Senior US and Ukrainian officials are getting ready to sit down in Saudi Arabia for talks centred on bringing the war to a halt three years after Putin first ordered Russian boots on Ukrainian soil. President Volodymyr Zelensky has sent his chief of staff Andriy Yermak to meet US Secretary of State Marco Rubio.
Yermak says that Ukraine is “ready to do everything to achieve peace”. But tyrant Putin has “made deliberately maximalist demands” in the lead up to the negotiations, it’s been claimed.
Citing western security officials, the feeling is that “there is no indication Putin is willing to compromise on any of his goals”, and happy to continue fighting – throwing more and more Russian citizens into the meat grinder – if “he does not get what he wants”.
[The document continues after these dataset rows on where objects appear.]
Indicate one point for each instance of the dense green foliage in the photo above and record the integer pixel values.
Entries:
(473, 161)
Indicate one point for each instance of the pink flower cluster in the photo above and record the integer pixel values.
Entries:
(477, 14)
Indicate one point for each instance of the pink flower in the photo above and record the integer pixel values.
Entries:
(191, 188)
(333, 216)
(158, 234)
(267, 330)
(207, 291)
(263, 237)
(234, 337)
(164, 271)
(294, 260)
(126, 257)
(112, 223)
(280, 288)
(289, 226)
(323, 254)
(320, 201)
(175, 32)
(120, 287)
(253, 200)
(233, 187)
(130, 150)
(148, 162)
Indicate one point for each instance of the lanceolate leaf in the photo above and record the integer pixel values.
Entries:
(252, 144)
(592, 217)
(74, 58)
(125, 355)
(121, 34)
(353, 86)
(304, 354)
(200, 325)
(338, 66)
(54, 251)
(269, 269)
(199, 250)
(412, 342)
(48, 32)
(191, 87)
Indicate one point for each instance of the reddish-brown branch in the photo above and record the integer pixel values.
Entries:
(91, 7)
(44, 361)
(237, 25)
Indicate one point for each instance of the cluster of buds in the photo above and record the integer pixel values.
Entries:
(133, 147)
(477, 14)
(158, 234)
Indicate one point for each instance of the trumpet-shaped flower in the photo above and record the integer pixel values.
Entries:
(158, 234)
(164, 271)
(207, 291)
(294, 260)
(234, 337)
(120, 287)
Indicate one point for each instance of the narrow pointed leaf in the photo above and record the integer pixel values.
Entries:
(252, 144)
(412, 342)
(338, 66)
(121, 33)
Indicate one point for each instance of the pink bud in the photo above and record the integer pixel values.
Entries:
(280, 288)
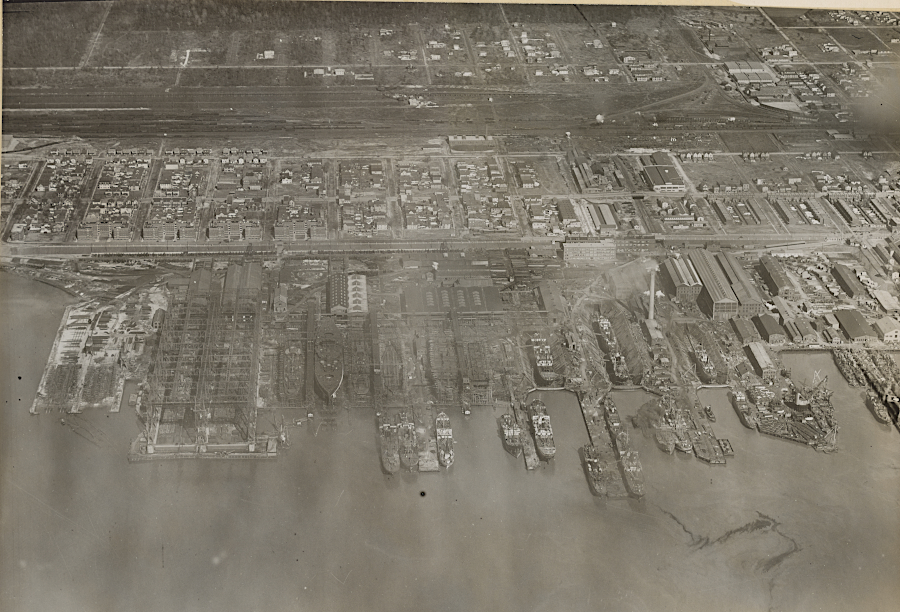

Putin has demanded Ukraine “must formally commit to neutrality, abandon any ambition to join NATO, demilitarise and recognise Russian claims to annexed territory”, Bloomberg reports. Russia’s foreign minister Sergey Lavrov has already “ruled out European peacekeepers” being sent in to keep the situation under control.
If these claims are true, Putin may have hoodwinked US leader President Trump into thinking he wanted peace, and that Ukraine was the warmongering state, at their meeting earlier this year.
Prime Minister Sir Keir Starmer told US president Donald Trump he wanted the talks to have a “positive outcome” that would see military aid and intelligence-sharing resume when the pair spoke on Monday. The US leader paused the supply of weapons and crucial information for Kyiv’s war effort following his public spat with Ukrainian president Volodymyr Zelensky.
Meanwhile, military chiefs from potential members of the so-called “coalition of the willing” will meet in Paris, with French officials indicating around 30 countries could take part. Chief of the Defence Staff Admiral Sir Tony Radakin will attend for the UK before Defence Secretary John Healey meets opposite numbers from France, Germany, Italy and Poland in the French capital on Wednesday.
The PM is meeting ministers for Cabinet on Tuesday before leading a call with like-minded allies from the “coalition of the willing” on Saturday. The call will involve leaders who have expressed an interest in contributing to or supporting a peacekeeping mission to deter Russia’s Vladimir Putin from launching a future attempt to conquer Ukraine if a deal to end the conflict is reached.
The meeting of defence ministers will also be attended by representatives from Nato and the European Union, with Ukraine’s Rustem Umerov dialling in. Not all the nations involved in the “coalition of the willing” are expected to commit to join a peacekeeping force, although they could offer logistical help for troops in Ukraine or other forms of support.
The PM has stressed the need for Mr Trump’s US to provide a “backstop” security guarantee, a commitment to intervene if a European-led peacekeeping mission comes under threat. Hours before talks were due to begin, Russia’s defence ministry said it had shot down 337 drones that had targeted more than 10 regions, including the capital city, in what appears to be the largest Ukrainian drone attack of the war.
Moscow region governor Andrei Vorobyov said one person had been killed and three injured as a result of the attack, which also damaged seven apartment buildings in Ramensky, one of the capital’s south-eastern suburbs.